You are viewing a plain text version of this content. The canonical link for it is here.
Posted to users@zeppelin.apache.org by shyla deshpande <de...@gmail.com> on 2017/06/01 01:44:17 UTC

Task not serializable error when I try to cache the spark sql table

Hello all,

I am getting org.apache.spark.SparkException: Task not serializable error
when I try to cache the spark sql table. I am using a UDF on a column of
table and want to cache the resultant table . I can execute the paragraph
successfully when there is no caching.

Please help! Thanks

UDF :
def fn1(res: String): Int = {
      100
    }
 spark.udf.register("fn1", fn1(_: String): Int)


       spark
      .read
      .format("org.apache.spark.sql.cassandra")
      .options(Map("keyspace" -> "k", "table" -> "t"))
      .load
      .createOrReplaceTempView("t1")


     val df1 = spark.sql("SELECT  col1, col2, fn1(col3)   from t1" )

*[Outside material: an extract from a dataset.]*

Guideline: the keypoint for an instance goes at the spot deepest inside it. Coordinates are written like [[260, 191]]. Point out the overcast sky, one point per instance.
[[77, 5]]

     df1.createOrReplaceTempView("t2")

   spark.catalog.cacheTable("t2")

Re: Task not serializable error when I try to cache the spark sql table

Posted by Jongyoul Lee <jo...@gmail.com>.
Hi,

Which version of spark do you use?

On Thu, Jun 1, 2017 at 10:44 AM, shyla deshpande <de...@gmail.com>
wrote:

> Hello all,
>
> I am getting org.apache.spark.SparkException: Task not serializable error
> when I try to cache the spark sql table. I am using a UDF on a column of
> table and want to cache the resultant table . I can execute the paragraph
> successfully when there is no caching.
>
> Please help! Thanks
>
> UDF :
> def fn1(res: String): Int = {
>       100
>     }
>  spark.udf.register("fn1", fn1(_: String): Int)
>
>
>        spark
>       .read
>       .format("org.apache.spark.sql.cassandra")
>       .options(Map("keyspace" -> "k", "table" -> "t"))
>       .load
>       .createOrReplaceTempView("t1")
>
>
>      val df1 = spark.sql("SELECT  col1, col2, fn1(col3)   from t1" )
>
>      df1.createOrReplaceTempView("t2")
>
>    spark.catalog.cacheTable("t2")
>



-- 
이종열, Jongyoul Lee, 李宗烈
http://madeng.net